Keeping up with The Times -- of London
People who pine about the falling numbers of the Large Blue butterfly, who want to know the correct way to pronounce Kabul, and those who are eager to learn the exact moment when spring's first cuckoo announces its presence, are content again.
After its yearlong closure, The Times of London has been steadily moving back into top form in publishing endearingly dotty letters to the editor and now has hit its stride.
Most letters to The Times are serious -- secular sermons on the perils facing the economy, the sins and virtues of politicians. But through the years the paper also has managed to publish one or two letters each day on matters of lesser moment. Invariably short, they rely heavily on eccentricity in the writers.
Pronunciation of the Afghan capital, Kabul, has provoked defenders of correct English into a lively debate, with those who favor "Ka'bull" over "cobble" enjoying a comfortable edge.
Times readers have been given solemn warning that the Large Blue, a butterfly once common in the Costwolds, is in danger of extinction.

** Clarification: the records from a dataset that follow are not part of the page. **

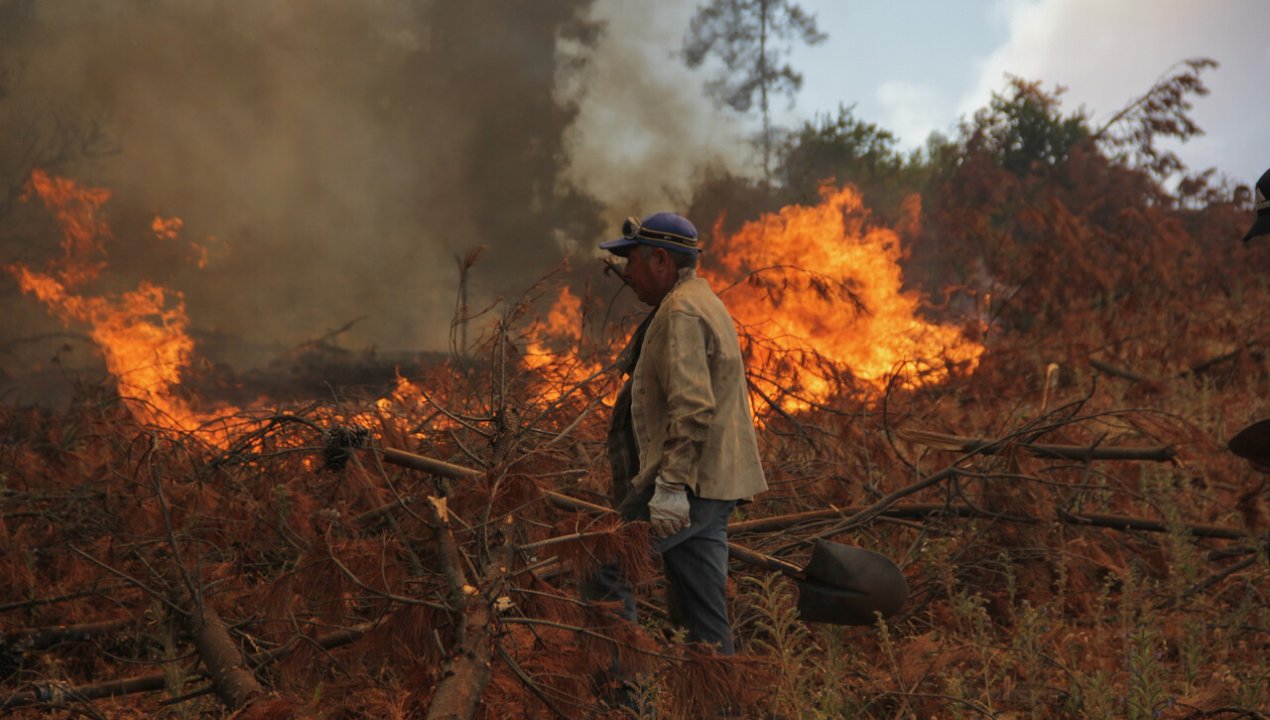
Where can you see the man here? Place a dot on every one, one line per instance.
(682, 437)
(1252, 442)
(1261, 224)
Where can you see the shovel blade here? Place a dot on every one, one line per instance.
(850, 586)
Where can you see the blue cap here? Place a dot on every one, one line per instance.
(659, 230)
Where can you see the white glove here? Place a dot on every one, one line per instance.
(668, 509)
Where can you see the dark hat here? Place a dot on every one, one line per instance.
(1252, 442)
(659, 230)
(1261, 225)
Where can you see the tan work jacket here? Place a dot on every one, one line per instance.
(690, 404)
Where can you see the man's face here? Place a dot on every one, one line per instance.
(650, 273)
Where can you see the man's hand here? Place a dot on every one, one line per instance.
(668, 509)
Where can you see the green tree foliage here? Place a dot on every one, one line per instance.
(846, 149)
(751, 38)
(1024, 128)
(1161, 112)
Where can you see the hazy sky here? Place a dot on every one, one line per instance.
(918, 66)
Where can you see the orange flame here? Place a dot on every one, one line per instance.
(561, 328)
(814, 283)
(141, 333)
(83, 233)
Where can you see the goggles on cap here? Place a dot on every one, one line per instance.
(634, 230)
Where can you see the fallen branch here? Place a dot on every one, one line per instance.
(1127, 522)
(40, 638)
(59, 692)
(921, 511)
(979, 446)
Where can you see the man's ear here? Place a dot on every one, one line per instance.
(662, 255)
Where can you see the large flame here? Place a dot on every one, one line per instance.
(563, 328)
(818, 293)
(141, 333)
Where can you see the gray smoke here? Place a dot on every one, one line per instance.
(334, 159)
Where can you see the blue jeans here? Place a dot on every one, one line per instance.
(696, 570)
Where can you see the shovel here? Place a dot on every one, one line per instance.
(840, 584)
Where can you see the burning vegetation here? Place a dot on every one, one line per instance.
(1014, 375)
(1071, 544)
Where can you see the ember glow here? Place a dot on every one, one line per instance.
(818, 295)
(141, 333)
(559, 371)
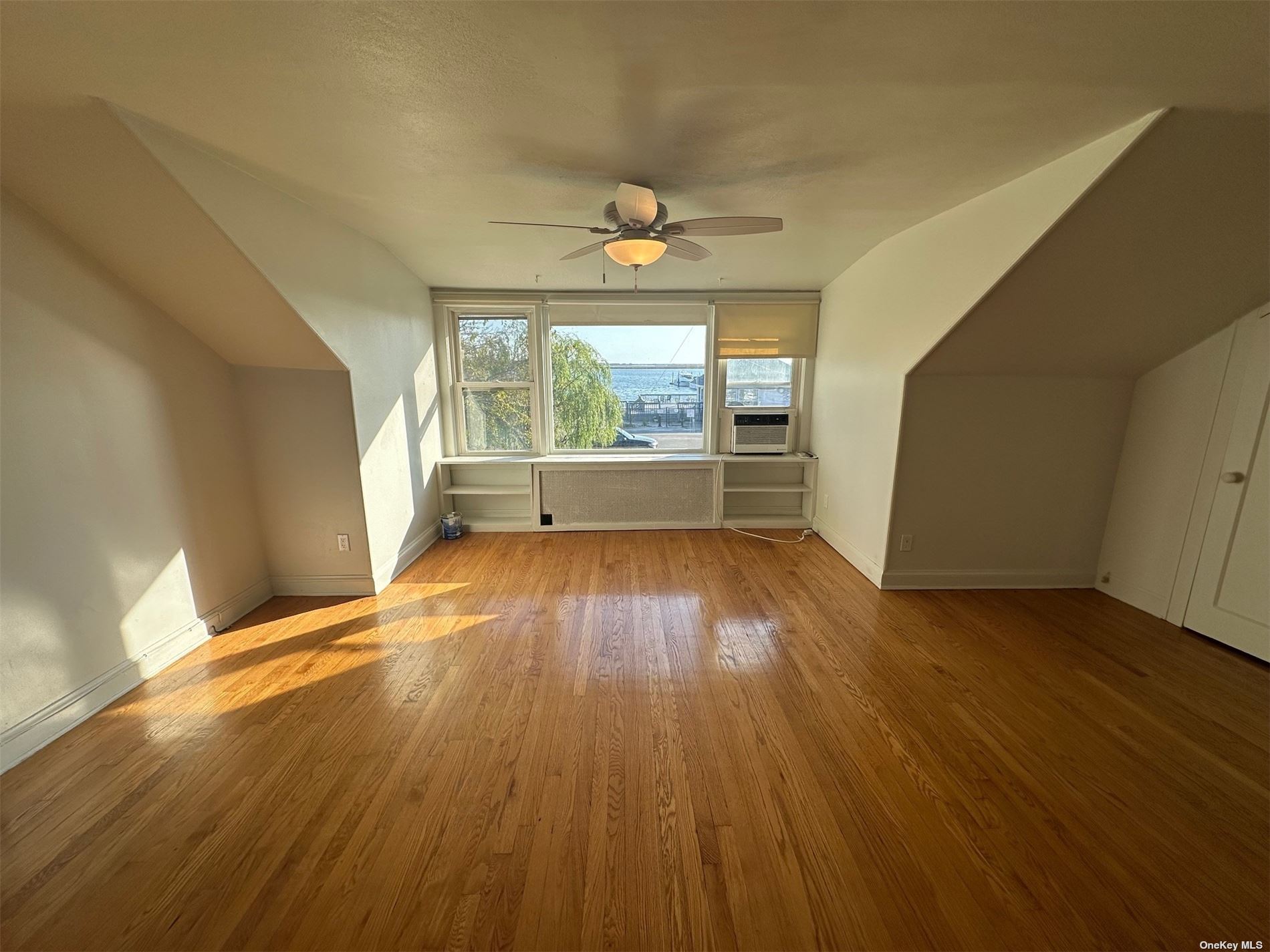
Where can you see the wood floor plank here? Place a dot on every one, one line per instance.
(657, 740)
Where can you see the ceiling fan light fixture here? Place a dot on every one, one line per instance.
(635, 252)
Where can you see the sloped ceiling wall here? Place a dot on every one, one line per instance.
(886, 311)
(368, 307)
(128, 214)
(1170, 248)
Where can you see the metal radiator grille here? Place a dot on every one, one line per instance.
(630, 496)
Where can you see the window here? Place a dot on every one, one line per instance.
(495, 383)
(760, 381)
(628, 386)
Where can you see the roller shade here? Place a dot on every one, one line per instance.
(574, 314)
(765, 329)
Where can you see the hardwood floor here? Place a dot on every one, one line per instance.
(658, 740)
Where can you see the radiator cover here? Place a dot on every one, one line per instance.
(628, 496)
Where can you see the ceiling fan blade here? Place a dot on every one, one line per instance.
(737, 225)
(687, 251)
(636, 204)
(545, 225)
(586, 251)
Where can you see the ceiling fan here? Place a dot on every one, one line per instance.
(642, 232)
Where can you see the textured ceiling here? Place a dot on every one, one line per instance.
(417, 122)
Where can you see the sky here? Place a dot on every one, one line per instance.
(647, 343)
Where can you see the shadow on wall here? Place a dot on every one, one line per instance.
(125, 513)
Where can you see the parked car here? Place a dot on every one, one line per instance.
(632, 441)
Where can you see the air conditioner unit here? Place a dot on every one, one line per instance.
(761, 431)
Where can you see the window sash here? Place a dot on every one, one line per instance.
(459, 317)
(457, 414)
(795, 381)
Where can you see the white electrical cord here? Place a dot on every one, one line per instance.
(766, 538)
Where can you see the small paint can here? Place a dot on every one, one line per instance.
(451, 526)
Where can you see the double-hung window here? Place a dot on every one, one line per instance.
(495, 399)
(760, 381)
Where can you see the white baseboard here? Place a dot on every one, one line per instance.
(1151, 602)
(986, 579)
(56, 718)
(412, 550)
(868, 567)
(323, 584)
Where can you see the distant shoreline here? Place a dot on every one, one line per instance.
(658, 366)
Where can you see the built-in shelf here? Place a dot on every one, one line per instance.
(766, 488)
(774, 492)
(497, 493)
(766, 522)
(485, 490)
(492, 522)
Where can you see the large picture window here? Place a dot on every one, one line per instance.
(760, 381)
(628, 386)
(495, 383)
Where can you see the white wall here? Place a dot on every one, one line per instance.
(1005, 482)
(127, 513)
(1170, 420)
(304, 468)
(880, 317)
(368, 309)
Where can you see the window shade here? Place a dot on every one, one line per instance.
(766, 329)
(574, 314)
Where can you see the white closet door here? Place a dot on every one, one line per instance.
(1231, 597)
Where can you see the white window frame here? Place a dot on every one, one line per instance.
(454, 355)
(795, 382)
(799, 408)
(709, 399)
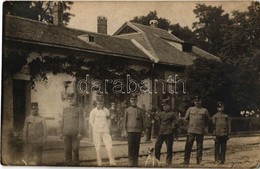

One correspondent reported that he had hitched a small electric motor to a lemon and that the motor was turning. In reply, a writer complained about cruelty to lemons; another calculated that it would take 5 billion lemons to power a small car. He suggested that the vehicle could be made by the French firm of "Citron."
One of the most splendid runs of Times letters in recent years concerned porridge and now to eat it. The true Scot, it emerged, uses no sugar, douses the dish with thick cream, employs only a silver spoon, and does not sit down to eat but paces around the room, consuming his oats.
Since The Times returned to the newsstands, there has been no letter to compete at quite the level, but the Scots are active on other topics.
A letter from a gentleman in Edinburgh rejoicing in the title of slains pursuivant of arms, offered advice on how to design a crest in which a German shepherd dog figures prominently.
Some contributions are translucently and gloriously naive. Alluding to fun and games on the bullion market, one reader wrote: "When I got married in the early '30s, I was told that my wife was worth her weight in gold. She still is."
Just now a correspondence is developing on the origins of the term "whim-wham for a goose's bridle." It looks promising, but may not last long enough to see us through to the first gleeful claim of somebody deep in the Shires who thinks he has heard the first cuckoo of spring.
Letters on that most arresting of topics seldom reach The Times editorial desk before March or April, and even then it has been known for some of the writers to have unreliable ears.